The event brought together experts from different fields to contribute to strategic thinking and provide a veritable opportunity to raise critical questions and national debate on issues surrounding basic education (Sustainable Development Goal 4) and electric power availability and affordability (Sustainable Development Goal 7) in the country.
While examining the relationship between electricity and basic education, Discussants decried the poor state of energy in sub Saharan Africa and its deteriorating effect on basic education which lays the foundation for the educational, psychological, social and emotional growth of children as well a basis for national development.
One of the discussants, Edward Kallon, United Nations Humanitarian Coordinator/UNDP Resident Representative, observed that energy is a tragic reality for Africa, as 57 percent of the population in Africa has no access to electricity. He said that while 45 percent are connected to the national grid only 25 percent actually have electricity.
He noted that electricity is a key driver of quality education as access to light gives room for educational opportunities being a prerequisite for socio economic development. Adding that, children who study with electricity do better as availability of energy also provides teachers with better training and opportunity to use state of the art learning aids.
Obiageli Ezekwesili, Senior Economic Advisor, African Economic Development Policy Initiative, advised that Nigeria must be driven by innovative knowledge; hence, there is a need for school mapping to connect the dots between facilities like energy and quality education to prepare for the global economic state that is evolving.
She stressed the need for a targeted investment in public schools noting that when school system has energy it will retain quality teachers observing that failing public schools lead to an intergenerational dynasty of poverty since these schools engage mostly the children of the poor.
Ezekwesili therefore called for an integrated development process between Nigerian Electricity Regulatory Commission and Universal Basic Education Commission to adopt Policies driven by evidence based analytics to ensure schools are situated at a location that enhances access to energy; electricity or solar. Also ensuring that schools that have access to light know the power of the consumer and demand steady supply accordingly.
From submissions of various speakers it became clear that the success of the SDGs lies on access to renewable energy, however the nexus between access to energy and other SDGs like basic education is not discussed effectively in the public space. As such journalists must monitor critically activities of regulatory agencies to ensure they carry out their mandate effectively.

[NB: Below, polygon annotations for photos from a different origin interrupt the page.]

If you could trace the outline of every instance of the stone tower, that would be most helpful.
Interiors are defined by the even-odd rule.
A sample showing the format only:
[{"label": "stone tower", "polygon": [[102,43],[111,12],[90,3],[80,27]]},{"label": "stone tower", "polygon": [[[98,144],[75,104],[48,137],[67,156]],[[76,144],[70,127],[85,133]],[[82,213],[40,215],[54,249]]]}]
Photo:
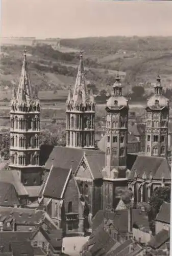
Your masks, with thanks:
[{"label": "stone tower", "polygon": [[154,86],[154,95],[148,100],[146,111],[146,153],[167,158],[169,101],[162,95],[159,76]]},{"label": "stone tower", "polygon": [[113,95],[106,105],[106,170],[107,177],[125,178],[129,105],[122,95],[117,75],[113,86]]},{"label": "stone tower", "polygon": [[39,166],[40,103],[36,89],[33,91],[24,51],[18,92],[14,88],[11,102],[10,163],[11,169],[20,171],[24,186],[41,184]]},{"label": "stone tower", "polygon": [[92,92],[87,91],[81,53],[76,83],[66,101],[66,146],[94,148],[95,106]]}]

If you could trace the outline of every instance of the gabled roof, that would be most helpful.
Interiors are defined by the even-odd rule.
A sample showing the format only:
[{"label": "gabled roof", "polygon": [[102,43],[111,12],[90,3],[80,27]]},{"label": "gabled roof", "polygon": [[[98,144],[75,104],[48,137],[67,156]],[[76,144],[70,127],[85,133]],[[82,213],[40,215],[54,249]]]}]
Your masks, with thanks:
[{"label": "gabled roof", "polygon": [[72,172],[74,173],[84,152],[86,156],[105,154],[104,152],[99,150],[55,146],[45,163],[45,168],[50,169],[53,162],[53,166],[55,167],[64,169],[70,169],[72,167]]},{"label": "gabled roof", "polygon": [[[149,223],[145,212],[141,212],[138,209],[133,209],[133,225],[136,224],[138,228],[143,227],[149,230]],[[109,219],[112,222],[114,227],[119,232],[127,232],[128,228],[128,209],[118,210],[110,212]],[[99,210],[92,220],[92,229],[95,230],[104,221],[106,211]]]},{"label": "gabled roof", "polygon": [[28,196],[23,185],[18,179],[19,173],[17,170],[7,170],[0,169],[0,180],[13,184],[18,196]]},{"label": "gabled roof", "polygon": [[159,233],[153,237],[148,245],[153,249],[158,249],[161,245],[169,240],[169,232],[162,229]]},{"label": "gabled roof", "polygon": [[34,256],[33,248],[31,242],[27,241],[12,241],[11,246],[13,256]]},{"label": "gabled roof", "polygon": [[82,255],[105,255],[116,242],[107,232],[100,227],[91,234],[86,246],[83,247],[84,252]]},{"label": "gabled roof", "polygon": [[23,208],[0,207],[0,221],[6,217],[6,221],[10,218],[15,219],[17,225],[35,225],[43,219],[45,213],[42,210],[37,210]]},{"label": "gabled roof", "polygon": [[170,204],[164,201],[161,205],[159,211],[157,214],[156,220],[161,222],[170,224]]},{"label": "gabled roof", "polygon": [[65,189],[71,173],[71,168],[53,166],[45,185],[43,195],[45,197],[62,199],[63,191]]},{"label": "gabled roof", "polygon": [[105,157],[102,155],[86,156],[94,179],[102,179],[102,170],[105,166]]},{"label": "gabled roof", "polygon": [[13,241],[29,241],[33,232],[4,231],[1,232],[0,245],[3,246],[4,252],[10,252],[10,243]]},{"label": "gabled roof", "polygon": [[131,170],[131,179],[134,178],[135,172],[137,178],[142,178],[145,173],[147,178],[151,172],[153,178],[161,179],[163,176],[165,179],[170,179],[170,169],[167,160],[164,158],[137,156]]},{"label": "gabled roof", "polygon": [[19,205],[17,192],[11,183],[0,181],[0,205],[14,206]]}]

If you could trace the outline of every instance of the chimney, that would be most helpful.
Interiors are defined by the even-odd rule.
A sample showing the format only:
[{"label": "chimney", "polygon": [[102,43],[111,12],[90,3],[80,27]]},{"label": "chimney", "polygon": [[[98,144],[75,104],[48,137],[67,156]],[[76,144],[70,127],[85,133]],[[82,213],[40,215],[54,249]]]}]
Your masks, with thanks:
[{"label": "chimney", "polygon": [[129,237],[130,237],[131,233],[133,229],[133,208],[130,206],[128,209],[128,231]]}]

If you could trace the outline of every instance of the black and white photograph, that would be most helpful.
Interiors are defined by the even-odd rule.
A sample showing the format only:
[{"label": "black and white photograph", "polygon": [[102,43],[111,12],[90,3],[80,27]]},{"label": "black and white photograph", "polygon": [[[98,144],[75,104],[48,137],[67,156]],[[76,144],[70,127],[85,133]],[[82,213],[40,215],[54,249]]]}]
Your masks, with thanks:
[{"label": "black and white photograph", "polygon": [[172,255],[171,14],[1,0],[0,256]]}]

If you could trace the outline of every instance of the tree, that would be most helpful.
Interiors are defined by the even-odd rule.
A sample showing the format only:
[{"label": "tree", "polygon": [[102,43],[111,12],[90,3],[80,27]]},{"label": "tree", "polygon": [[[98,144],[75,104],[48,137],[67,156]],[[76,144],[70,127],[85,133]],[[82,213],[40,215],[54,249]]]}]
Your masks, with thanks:
[{"label": "tree", "polygon": [[149,202],[148,215],[151,230],[155,233],[155,220],[164,201],[170,202],[170,187],[158,188],[150,198]]}]

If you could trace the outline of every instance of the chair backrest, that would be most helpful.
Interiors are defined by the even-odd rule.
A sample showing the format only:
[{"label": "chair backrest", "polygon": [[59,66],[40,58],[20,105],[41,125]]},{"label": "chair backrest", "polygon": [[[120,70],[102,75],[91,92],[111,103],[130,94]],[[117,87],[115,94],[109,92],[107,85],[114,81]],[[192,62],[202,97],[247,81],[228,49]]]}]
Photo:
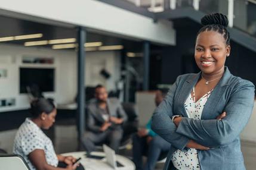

No doubt then, that the adoption of the Regulators Monitoring Programme (REMOP), which was part of the event, as a media initiative geared at reporting the activities of regulators, including successes and failures, to promote proactive disclosure of information, transparency and accountability will cover the gaps existing in the depths of reportage on activities of regulatory agencies.
The pilot phase of the REMOP beams light on the energy sector as it affects basic education is supported by the MacArthur Foundation.